Aí, encontramos outro deslize da produção. A tentativa de oferecer justificativas à luz da ciência para os fenômenos sobrenaturais, quando o sobrenatural não exige qualquer comprovante racional. O inexplicável casa muito melhor com o religioso, o que Lussier conhece muito bem ou, ao contrário, não teria utilizado deste artifício na segunda metade do longa.

Essas falhas causam certa antipatia junto ao público. Entretanto, se o filme mostrasse a que veio rapidamente, elas seriam atenuadas. No cinema, existe uma regra a ser seguida na construção da estrutura dramática dos roteiros. Nela, o chamado plot point ou ponto de giro (aquele momento em que a pergunta-chave é lançada e, então, precisaremos assistir a película até o fim para respondê-la) deve situar-se no primeiro ato, por volta dos vinte minutos, em alguns casos trinta. O que não acontece com “Luzes do Além”. Só com o dobro disso a história começa a ficar interessante e despertar a curiosidade do espectador para saber o final. Pessoalmente, não sou a favor de regras, mas se vamos navegar em terreno desconhecido, que seja com segurança do que se está fazendo.
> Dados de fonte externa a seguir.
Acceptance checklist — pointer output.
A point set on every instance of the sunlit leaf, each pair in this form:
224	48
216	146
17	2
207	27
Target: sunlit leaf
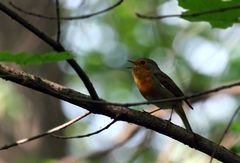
28	58
218	13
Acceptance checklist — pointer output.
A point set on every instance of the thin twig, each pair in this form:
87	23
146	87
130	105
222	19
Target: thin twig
58	21
55	45
196	14
225	131
66	18
53	130
85	135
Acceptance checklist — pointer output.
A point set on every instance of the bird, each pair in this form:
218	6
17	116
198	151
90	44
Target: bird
154	84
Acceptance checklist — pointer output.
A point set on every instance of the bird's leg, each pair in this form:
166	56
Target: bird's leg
170	118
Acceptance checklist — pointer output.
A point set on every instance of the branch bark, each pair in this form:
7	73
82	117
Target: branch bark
119	113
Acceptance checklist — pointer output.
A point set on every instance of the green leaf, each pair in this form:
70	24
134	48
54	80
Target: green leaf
218	13
27	58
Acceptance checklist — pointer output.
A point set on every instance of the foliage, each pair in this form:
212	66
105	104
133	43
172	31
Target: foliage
28	58
226	12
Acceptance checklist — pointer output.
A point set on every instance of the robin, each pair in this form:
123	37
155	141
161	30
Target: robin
155	85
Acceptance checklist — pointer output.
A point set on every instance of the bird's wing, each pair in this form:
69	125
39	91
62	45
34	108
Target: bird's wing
169	84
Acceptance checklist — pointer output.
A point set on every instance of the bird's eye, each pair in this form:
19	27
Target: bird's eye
142	62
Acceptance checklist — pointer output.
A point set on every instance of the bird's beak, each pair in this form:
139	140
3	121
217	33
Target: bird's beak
132	63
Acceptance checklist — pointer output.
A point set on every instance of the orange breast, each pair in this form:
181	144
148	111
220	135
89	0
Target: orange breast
144	84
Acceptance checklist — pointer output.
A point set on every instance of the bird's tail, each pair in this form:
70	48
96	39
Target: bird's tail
179	110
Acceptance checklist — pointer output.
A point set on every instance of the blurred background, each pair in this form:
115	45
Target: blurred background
196	56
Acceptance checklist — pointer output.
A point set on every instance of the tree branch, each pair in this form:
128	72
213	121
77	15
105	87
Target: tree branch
85	135
121	113
196	14
55	45
58	20
66	18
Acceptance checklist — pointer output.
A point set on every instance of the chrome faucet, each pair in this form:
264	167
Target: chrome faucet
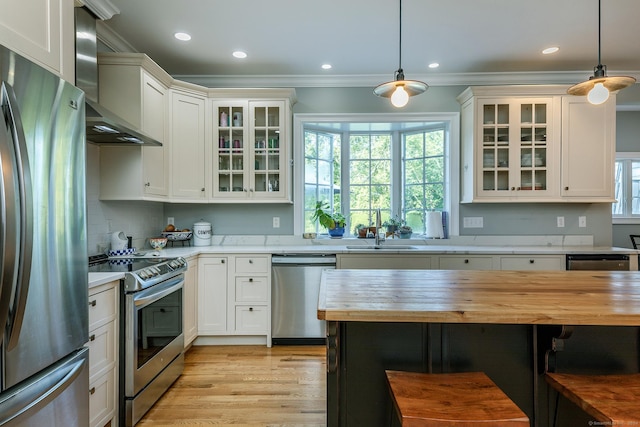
378	227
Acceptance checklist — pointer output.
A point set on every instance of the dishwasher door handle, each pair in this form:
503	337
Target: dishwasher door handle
302	260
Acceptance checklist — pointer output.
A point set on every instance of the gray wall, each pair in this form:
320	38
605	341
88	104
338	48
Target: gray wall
499	219
627	139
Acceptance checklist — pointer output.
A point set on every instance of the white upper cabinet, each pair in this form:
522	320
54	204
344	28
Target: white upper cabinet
135	88
588	149
188	156
535	144
41	30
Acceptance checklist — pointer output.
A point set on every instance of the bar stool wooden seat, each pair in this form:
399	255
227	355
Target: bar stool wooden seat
612	399
457	399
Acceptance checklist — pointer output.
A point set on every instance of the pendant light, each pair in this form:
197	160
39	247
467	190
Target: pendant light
598	87
399	90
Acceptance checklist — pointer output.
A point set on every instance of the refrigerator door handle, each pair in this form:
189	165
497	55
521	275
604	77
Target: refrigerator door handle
41	390
18	295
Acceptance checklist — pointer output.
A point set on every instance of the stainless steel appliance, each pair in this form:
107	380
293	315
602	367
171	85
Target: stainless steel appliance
152	339
295	280
44	378
597	262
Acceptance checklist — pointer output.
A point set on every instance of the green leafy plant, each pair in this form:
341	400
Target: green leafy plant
327	219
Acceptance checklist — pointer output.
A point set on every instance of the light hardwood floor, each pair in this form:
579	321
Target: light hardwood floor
246	386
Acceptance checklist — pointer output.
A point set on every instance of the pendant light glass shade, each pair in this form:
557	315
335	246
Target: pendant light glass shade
399	89
598	87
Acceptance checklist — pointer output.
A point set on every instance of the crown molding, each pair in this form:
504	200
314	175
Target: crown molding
103	9
451	79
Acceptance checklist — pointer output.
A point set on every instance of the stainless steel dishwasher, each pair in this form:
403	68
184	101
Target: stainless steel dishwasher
599	262
295	280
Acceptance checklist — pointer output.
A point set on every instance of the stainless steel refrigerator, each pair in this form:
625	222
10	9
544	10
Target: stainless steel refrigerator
43	255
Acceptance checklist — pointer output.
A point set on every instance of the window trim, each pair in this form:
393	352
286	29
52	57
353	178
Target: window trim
452	178
626	155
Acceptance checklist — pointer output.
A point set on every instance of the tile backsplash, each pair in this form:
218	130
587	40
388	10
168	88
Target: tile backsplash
138	219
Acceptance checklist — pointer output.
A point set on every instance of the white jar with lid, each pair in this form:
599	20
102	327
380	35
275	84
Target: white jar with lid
202	233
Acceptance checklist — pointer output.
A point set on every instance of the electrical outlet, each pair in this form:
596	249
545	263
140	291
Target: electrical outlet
582	221
473	222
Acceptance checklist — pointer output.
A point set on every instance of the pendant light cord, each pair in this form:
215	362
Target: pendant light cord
599	31
400	38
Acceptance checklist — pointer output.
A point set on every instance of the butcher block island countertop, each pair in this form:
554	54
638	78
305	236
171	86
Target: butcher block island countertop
491	297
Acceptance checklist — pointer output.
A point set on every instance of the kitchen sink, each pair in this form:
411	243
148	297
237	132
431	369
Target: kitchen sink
383	247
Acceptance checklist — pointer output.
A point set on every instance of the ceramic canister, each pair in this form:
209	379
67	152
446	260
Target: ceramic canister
202	234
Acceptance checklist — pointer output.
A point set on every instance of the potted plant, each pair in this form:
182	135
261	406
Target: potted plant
333	222
360	230
393	224
404	232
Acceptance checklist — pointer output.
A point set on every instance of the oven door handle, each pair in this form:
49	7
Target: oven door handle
153	294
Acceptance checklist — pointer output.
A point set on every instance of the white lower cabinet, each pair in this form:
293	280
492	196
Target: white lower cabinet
533	262
190	302
465	262
103	356
234	299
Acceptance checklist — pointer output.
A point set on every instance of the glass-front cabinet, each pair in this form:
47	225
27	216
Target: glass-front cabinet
513	148
250	150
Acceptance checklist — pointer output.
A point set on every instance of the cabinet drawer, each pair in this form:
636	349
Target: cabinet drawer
252	319
102	307
466	263
252	264
102	400
102	351
252	289
532	263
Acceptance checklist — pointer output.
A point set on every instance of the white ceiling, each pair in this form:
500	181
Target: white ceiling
475	41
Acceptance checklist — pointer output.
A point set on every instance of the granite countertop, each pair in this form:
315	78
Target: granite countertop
260	245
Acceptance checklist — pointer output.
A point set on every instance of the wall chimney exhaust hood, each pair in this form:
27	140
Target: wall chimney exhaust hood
103	126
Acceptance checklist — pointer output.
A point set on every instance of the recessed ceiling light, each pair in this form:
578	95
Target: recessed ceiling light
182	36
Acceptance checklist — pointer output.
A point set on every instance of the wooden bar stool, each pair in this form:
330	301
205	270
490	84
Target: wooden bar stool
612	399
457	399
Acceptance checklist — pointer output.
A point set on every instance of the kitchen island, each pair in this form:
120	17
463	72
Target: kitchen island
499	322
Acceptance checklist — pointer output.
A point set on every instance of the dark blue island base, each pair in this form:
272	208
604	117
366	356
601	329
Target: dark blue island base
513	356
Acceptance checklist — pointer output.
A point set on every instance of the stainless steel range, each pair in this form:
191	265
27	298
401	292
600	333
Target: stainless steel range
151	330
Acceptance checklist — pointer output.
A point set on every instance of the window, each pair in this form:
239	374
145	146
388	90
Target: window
402	168
627	186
O filme não é de todo ruim. O protagonista Abe Dale e sua enfermeira Sherry Clarke (Katee Sackhoff) convencem juntos e formam um casal simpático, apesar de desconhecidos do grande público. O mesmo não se pode dizer de Kendall Cross e do menino Joshua Ballard como a esposa e o filho de Abe. Os dois apresentam rostos comuns, o que não funciona para reforçar a imagem da lembrança deles. Nem a incansável leva de flashbacks em vídeo gravados pela câmera da família ajuda nesse propósito.
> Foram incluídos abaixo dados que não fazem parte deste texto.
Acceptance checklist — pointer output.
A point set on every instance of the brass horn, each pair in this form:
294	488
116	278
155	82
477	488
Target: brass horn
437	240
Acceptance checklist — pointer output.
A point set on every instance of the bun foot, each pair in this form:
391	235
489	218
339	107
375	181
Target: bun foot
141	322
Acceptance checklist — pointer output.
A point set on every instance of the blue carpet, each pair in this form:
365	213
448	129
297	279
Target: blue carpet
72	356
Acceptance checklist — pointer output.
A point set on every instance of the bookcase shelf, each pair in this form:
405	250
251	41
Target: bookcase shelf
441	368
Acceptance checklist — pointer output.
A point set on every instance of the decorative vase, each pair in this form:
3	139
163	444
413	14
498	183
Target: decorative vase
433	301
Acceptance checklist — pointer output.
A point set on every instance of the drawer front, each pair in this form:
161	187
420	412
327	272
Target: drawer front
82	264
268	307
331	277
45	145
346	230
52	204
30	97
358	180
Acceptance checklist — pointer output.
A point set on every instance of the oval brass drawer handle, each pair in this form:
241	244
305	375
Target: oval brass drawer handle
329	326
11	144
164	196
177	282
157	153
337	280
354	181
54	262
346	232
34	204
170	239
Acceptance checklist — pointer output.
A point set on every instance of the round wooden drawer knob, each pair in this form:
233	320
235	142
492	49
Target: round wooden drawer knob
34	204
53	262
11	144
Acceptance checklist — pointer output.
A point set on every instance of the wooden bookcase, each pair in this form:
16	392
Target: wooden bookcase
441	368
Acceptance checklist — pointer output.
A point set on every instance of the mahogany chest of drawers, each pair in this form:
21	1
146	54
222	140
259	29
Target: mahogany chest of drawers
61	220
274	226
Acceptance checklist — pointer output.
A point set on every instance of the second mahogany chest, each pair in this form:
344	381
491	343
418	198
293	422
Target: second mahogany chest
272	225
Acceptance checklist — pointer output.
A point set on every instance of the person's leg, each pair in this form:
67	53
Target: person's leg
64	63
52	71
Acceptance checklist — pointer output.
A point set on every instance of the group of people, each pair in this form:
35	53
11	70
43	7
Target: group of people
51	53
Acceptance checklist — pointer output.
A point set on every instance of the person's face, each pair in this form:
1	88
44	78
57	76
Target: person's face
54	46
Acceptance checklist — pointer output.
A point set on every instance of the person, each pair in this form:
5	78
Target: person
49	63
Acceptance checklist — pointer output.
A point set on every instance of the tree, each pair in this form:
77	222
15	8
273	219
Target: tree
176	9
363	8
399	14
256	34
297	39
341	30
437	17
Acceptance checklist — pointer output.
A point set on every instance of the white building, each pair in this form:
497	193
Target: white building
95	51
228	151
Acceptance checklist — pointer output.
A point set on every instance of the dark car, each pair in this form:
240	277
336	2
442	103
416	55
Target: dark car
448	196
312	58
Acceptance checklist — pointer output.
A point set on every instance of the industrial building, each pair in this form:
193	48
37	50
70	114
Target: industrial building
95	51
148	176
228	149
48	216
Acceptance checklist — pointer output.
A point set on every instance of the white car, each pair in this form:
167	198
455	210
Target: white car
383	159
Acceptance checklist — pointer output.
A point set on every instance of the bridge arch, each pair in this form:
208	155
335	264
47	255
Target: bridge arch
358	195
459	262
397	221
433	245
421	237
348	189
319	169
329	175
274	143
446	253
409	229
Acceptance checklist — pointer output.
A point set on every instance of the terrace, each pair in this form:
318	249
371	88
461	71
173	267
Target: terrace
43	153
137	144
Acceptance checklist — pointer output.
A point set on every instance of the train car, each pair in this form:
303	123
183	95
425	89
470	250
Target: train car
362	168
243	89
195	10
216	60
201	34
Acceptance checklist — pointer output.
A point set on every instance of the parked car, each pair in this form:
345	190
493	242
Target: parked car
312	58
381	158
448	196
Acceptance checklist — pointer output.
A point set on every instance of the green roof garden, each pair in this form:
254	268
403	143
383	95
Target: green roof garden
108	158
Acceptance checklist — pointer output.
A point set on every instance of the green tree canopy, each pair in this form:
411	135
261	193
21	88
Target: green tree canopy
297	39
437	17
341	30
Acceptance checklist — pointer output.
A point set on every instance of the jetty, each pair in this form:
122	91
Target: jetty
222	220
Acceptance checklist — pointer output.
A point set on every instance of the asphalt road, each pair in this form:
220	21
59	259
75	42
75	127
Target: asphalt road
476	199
A direção de Lussier também apresenta pontos positivos, com algumas tomadas que, apesar de não inovarem, resolvem a demanda do gênero. Sua experiência como editor também ajudou nessa área. A cena em que a imagem de Abe e a do carrasco de sua família se fundem é a melhor coisa do filme e quase compensa os efeitos especiais toscos como na cena do túnel de luz.
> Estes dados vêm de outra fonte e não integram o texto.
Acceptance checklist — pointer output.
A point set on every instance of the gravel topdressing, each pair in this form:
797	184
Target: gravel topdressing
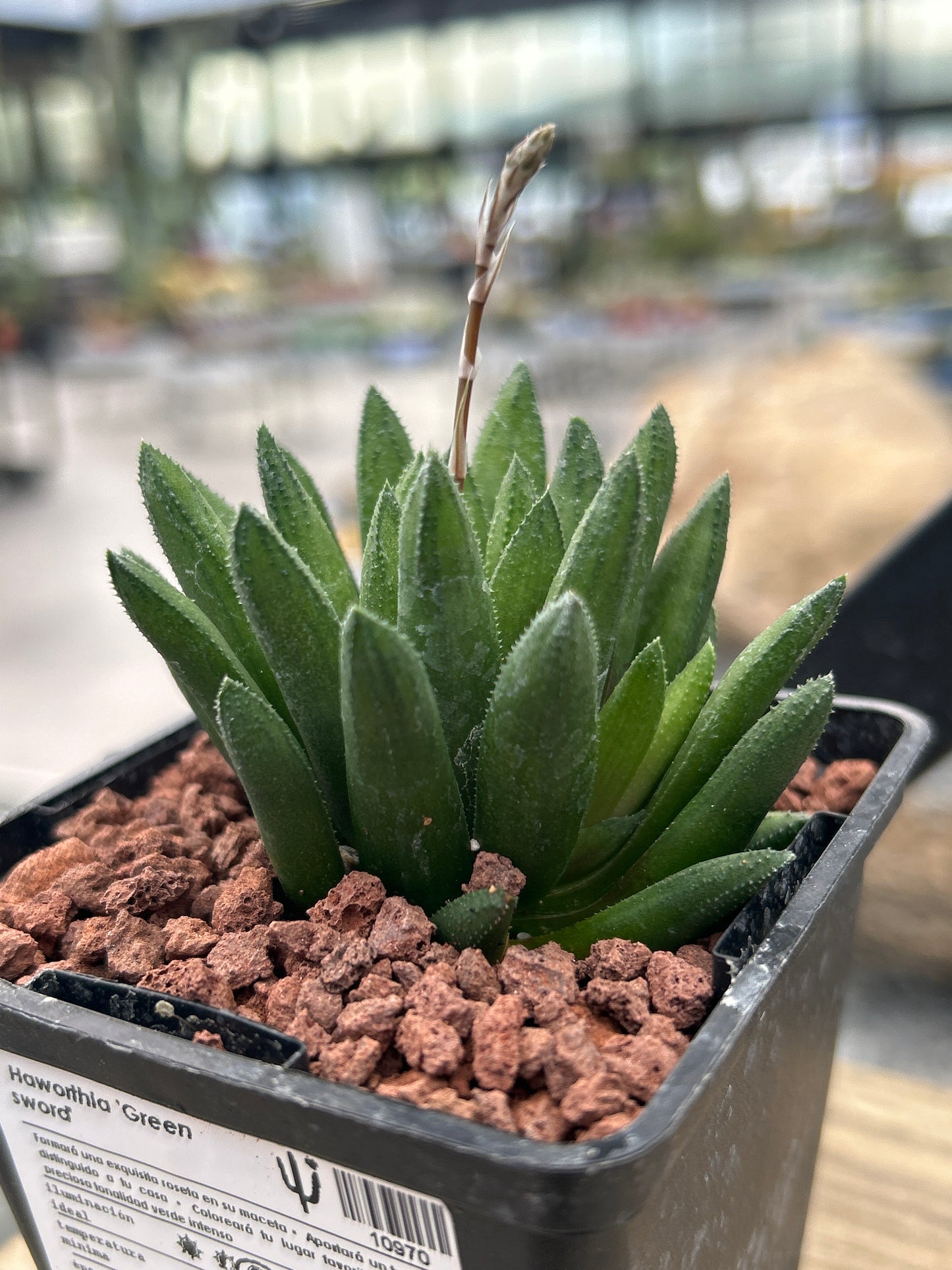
173	890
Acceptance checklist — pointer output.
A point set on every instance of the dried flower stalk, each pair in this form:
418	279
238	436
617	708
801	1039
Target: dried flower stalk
519	167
Quando parece ter ganhado o ritmo de suspense necessário, a fita volta a parecer um drama, lembrando em alguns momentos “Ghost” e “Titanic”, naquela cena em que a personagem de Kate Winslet depois de morta retorna ao navio. Para completar a falta de bom senso do diretor, após o desfecho e a conclusão da história, ele ainda utiliza uma pequena cena para garantir o fechamento já esperado em produções do gênero. Com muitas falhas, “Luzes do Além” pode até agradar aos apreciadores de alguns sustos causados por imagens jogadas na tela e àqueles que ainda se deixam ter medo de TVs fora de sintonia, popularizadas com “O Chamado”, mas dificilmente os que procuram assistir a um bom suspense sairão da sala de exibição satisfeitos.